SEC Commissioner Hester Peirce voiced her disapproval of the gag rule, arguing that it undermines regulatory integrity and violates First Amendment rights. She contends that the rule’s prohibition on denying SEC allegations post-settlement is unnecessary and creates a chilling effect on free speech.
The rule in question forbids defendants from making any public statements that deny or cast doubt on the SEC’s allegations, effectively preventing any criticism of the agency’s actions. Peirce highlights the problematic nature of this clause, noting that it also stops others from questioning the SEC’s judgment.
Peirce points out that this non-negotiable no-denial policy is a standard condition in SEC settlements, which are the most frequent outcome of enforcement actions. Violating this condition can lead to further legal consequences.
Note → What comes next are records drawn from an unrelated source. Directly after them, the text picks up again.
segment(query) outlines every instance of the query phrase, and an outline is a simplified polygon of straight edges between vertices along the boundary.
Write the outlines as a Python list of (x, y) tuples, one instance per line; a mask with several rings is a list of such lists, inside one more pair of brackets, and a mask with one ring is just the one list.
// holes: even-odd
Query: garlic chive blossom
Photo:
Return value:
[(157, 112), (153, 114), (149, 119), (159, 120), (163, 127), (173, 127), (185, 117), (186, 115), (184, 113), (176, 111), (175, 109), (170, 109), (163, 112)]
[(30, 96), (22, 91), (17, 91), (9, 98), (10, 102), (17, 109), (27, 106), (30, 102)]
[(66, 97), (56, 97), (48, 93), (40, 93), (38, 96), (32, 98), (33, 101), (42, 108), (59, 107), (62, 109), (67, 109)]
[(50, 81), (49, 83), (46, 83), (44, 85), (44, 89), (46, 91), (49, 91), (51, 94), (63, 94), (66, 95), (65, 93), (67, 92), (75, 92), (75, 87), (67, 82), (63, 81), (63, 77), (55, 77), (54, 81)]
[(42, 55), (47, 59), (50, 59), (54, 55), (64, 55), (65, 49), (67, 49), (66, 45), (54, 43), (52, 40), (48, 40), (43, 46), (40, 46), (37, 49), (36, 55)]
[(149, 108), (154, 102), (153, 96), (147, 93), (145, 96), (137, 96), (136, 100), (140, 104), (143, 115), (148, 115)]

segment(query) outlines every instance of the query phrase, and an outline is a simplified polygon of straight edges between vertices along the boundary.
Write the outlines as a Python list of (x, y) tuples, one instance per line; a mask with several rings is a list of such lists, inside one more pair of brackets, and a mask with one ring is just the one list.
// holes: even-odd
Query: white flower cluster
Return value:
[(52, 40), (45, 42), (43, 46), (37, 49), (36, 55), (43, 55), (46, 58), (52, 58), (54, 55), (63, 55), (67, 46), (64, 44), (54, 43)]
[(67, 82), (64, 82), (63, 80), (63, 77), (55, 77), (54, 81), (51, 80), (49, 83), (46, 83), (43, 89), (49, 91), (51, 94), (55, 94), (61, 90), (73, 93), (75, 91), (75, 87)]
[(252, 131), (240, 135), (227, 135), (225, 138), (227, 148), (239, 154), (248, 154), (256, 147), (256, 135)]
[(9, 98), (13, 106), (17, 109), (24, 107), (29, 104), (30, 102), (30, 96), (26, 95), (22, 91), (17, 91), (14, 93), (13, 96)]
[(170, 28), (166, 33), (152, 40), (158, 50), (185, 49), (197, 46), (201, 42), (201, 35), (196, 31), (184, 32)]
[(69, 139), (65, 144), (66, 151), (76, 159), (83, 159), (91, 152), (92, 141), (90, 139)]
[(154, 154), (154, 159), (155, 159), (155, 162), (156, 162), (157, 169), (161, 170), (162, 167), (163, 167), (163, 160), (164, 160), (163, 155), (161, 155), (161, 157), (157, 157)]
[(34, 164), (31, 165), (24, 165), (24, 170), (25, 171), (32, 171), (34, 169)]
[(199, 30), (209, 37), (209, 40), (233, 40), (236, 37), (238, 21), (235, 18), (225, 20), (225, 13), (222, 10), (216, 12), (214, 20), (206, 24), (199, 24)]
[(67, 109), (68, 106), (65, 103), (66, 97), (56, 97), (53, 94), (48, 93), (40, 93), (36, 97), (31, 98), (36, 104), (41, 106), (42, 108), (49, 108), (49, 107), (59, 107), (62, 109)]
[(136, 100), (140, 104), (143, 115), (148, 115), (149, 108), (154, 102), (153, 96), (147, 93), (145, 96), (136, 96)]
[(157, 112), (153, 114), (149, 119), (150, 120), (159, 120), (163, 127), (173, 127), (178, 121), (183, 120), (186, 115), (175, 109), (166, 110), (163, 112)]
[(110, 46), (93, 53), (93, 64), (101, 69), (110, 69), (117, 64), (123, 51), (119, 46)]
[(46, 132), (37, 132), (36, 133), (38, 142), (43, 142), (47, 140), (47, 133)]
The SEC’s enforcement against the crypto market peaked in 2023, with a significant number of actions and fines. Peirce argues against the SEC’s rationale for the no-denial policy, citing that prior to its implementation, the SEC had a history of settlements allowing defendants to deny wrongdoing, a practice that did not undermine the agency’s enforcement efforts and is still permitted by other federal agencies.